Cyphastrea are usually a very hardy coral that prefer low light (and sometimes do best partially shaded) but can be acclimated to higher-light areas.  They also adapt well to a variety of flow conditions.  I received this one from a reefkeeper who was getting out of the hobby.  Unfortunately, most corals in the tank were suffering from poor water quality, and this Cyphastrea was no exception.

Cyphastrea, May 22, 2012

Cyphastrea, May 22, 2012

Note how some of the polyps still have tissue while there is no tissue between the polyps.  This is a good indication of poor water quality.  Regardless of the damage cause, I still dipped it in Coral Rx and checked it for pests.

Cyphastrea, June 30, 2012

Cyphastrea, June 30, 2012

Within just over a month, the Cyphastrea had nearly regrown over the entire dead skeleton and had started to color up.  Given the proper light and water conditions, this coral grows extremely fast.

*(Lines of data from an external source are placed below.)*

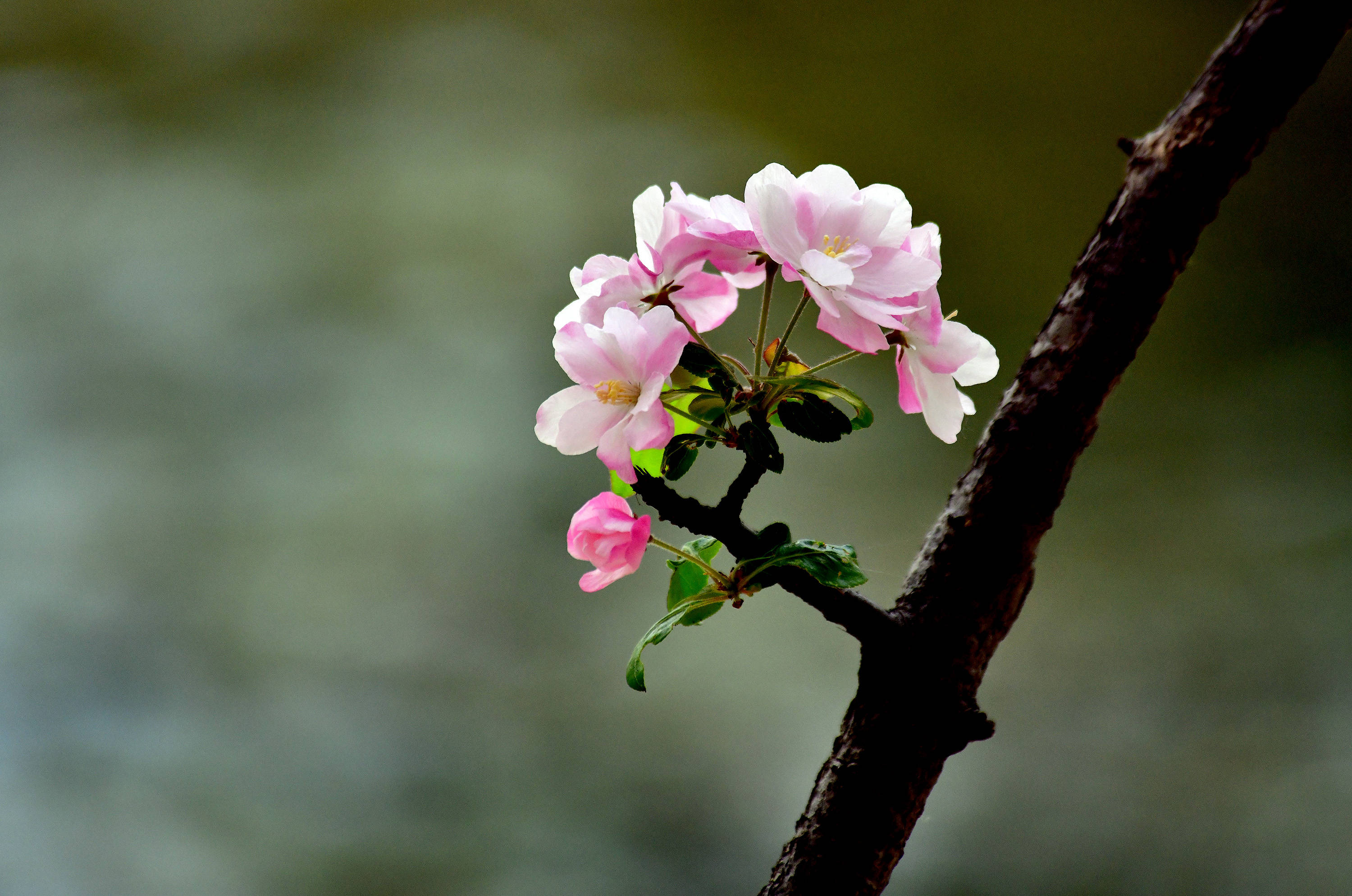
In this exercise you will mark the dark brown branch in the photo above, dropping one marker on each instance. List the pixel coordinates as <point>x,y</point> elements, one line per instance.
<point>741,487</point>
<point>916,709</point>
<point>848,609</point>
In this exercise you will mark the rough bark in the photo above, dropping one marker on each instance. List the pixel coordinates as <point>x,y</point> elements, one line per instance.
<point>916,700</point>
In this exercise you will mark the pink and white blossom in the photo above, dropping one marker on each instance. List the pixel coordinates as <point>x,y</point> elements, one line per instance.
<point>620,369</point>
<point>936,356</point>
<point>847,245</point>
<point>606,534</point>
<point>667,269</point>
<point>725,221</point>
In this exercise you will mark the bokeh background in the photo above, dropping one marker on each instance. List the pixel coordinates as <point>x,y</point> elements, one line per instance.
<point>284,605</point>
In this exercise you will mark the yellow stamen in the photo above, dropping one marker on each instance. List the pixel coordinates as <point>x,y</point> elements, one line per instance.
<point>837,246</point>
<point>617,392</point>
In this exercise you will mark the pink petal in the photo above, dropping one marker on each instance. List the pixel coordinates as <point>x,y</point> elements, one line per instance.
<point>894,273</point>
<point>639,542</point>
<point>900,215</point>
<point>648,221</point>
<point>908,395</point>
<point>706,300</point>
<point>956,348</point>
<point>877,310</point>
<point>748,279</point>
<point>831,182</point>
<point>827,271</point>
<point>582,359</point>
<point>555,407</point>
<point>778,227</point>
<point>667,338</point>
<point>649,429</point>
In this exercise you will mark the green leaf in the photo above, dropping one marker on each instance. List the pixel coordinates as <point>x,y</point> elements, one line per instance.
<point>702,363</point>
<point>772,537</point>
<point>760,446</point>
<point>709,409</point>
<point>663,628</point>
<point>689,579</point>
<point>649,461</point>
<point>831,390</point>
<point>832,565</point>
<point>679,456</point>
<point>813,418</point>
<point>682,400</point>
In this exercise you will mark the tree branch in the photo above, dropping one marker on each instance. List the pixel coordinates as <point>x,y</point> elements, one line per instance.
<point>862,618</point>
<point>917,707</point>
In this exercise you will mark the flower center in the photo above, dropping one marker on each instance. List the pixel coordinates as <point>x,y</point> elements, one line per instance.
<point>837,246</point>
<point>617,392</point>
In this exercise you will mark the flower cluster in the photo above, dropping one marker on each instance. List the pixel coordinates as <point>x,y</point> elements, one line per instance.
<point>645,379</point>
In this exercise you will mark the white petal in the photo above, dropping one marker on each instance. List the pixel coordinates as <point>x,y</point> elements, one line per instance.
<point>827,271</point>
<point>648,221</point>
<point>829,182</point>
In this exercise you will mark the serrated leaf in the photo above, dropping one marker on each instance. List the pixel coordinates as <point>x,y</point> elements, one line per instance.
<point>831,390</point>
<point>649,461</point>
<point>772,537</point>
<point>702,363</point>
<point>832,565</point>
<point>759,444</point>
<point>813,418</point>
<point>689,579</point>
<point>709,409</point>
<point>663,628</point>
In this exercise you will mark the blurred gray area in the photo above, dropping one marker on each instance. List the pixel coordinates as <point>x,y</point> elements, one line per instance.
<point>284,603</point>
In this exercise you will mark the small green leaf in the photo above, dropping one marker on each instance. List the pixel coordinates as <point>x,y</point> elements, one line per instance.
<point>709,409</point>
<point>831,390</point>
<point>679,457</point>
<point>663,628</point>
<point>760,446</point>
<point>832,565</point>
<point>771,537</point>
<point>649,461</point>
<point>813,418</point>
<point>689,579</point>
<point>702,363</point>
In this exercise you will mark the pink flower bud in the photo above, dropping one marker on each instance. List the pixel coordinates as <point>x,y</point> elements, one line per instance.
<point>606,534</point>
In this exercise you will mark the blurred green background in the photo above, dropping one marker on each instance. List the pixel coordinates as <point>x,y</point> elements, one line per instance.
<point>284,603</point>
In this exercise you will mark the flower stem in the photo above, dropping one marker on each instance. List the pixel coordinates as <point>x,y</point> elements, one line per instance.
<point>709,571</point>
<point>793,322</point>
<point>833,361</point>
<point>771,269</point>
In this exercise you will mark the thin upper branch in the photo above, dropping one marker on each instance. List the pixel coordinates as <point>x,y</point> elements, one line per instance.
<point>977,567</point>
<point>848,609</point>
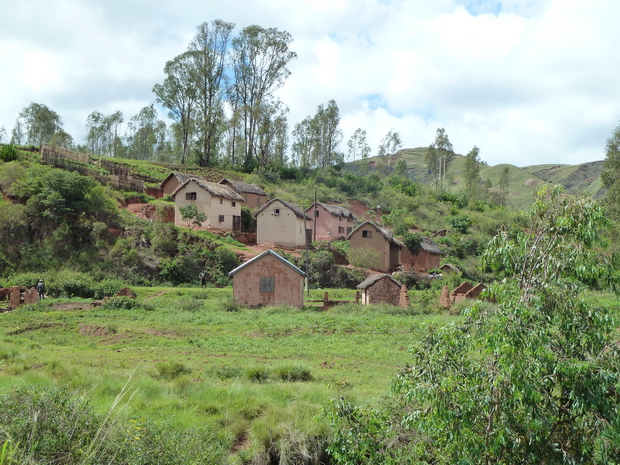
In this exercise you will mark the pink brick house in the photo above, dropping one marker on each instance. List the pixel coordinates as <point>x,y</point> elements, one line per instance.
<point>330,222</point>
<point>269,280</point>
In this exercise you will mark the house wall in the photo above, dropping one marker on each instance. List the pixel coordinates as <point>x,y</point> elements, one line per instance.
<point>377,242</point>
<point>383,291</point>
<point>288,284</point>
<point>208,205</point>
<point>327,225</point>
<point>284,230</point>
<point>424,261</point>
<point>171,185</point>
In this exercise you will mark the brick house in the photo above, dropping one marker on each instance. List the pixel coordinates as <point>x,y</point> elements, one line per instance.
<point>281,224</point>
<point>388,247</point>
<point>268,279</point>
<point>253,196</point>
<point>427,259</point>
<point>330,222</point>
<point>174,180</point>
<point>380,288</point>
<point>220,203</point>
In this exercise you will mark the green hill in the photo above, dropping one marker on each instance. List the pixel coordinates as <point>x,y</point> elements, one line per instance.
<point>524,181</point>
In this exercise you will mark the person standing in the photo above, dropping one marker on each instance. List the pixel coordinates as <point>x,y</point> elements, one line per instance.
<point>41,289</point>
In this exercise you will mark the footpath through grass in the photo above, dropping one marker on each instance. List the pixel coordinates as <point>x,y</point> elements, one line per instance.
<point>191,357</point>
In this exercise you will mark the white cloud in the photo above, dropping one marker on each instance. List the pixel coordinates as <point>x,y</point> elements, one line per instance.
<point>527,81</point>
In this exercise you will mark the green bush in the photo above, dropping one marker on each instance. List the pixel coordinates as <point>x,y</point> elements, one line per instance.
<point>291,373</point>
<point>120,303</point>
<point>9,153</point>
<point>171,370</point>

In less than three months, the coral had completely covered the old skeleton and had encrusted onto the base.  In fact, it started to grow so quickly, that I had to frag it several times.

Cyphastrea, August 14, 2012

Cyphastrea, August 14, 2012

Troubleshooting Cyphastrea:

As I mentioned above, if the coral has started to lose tissue between the polyps, then there is probably a water quality issue.  If the coral is bleaching, then it’s likely in too high of light (or might’ve been in absolutely no light.)  If the coloration isn’t great (too brown), then it may need more light or less nutrients.  If the coral starts to recede from one side to another, then it may be a pest, bacterial/fungal infection, or a sudden water quality problem.

Overall Rescuing Difficulty:

I’d rate this coral as one of the easier corals to rescue, given proper water quality and lighting.  It grows back so quickly that’s it’s neat to have quick rewards from your work.  Good luck!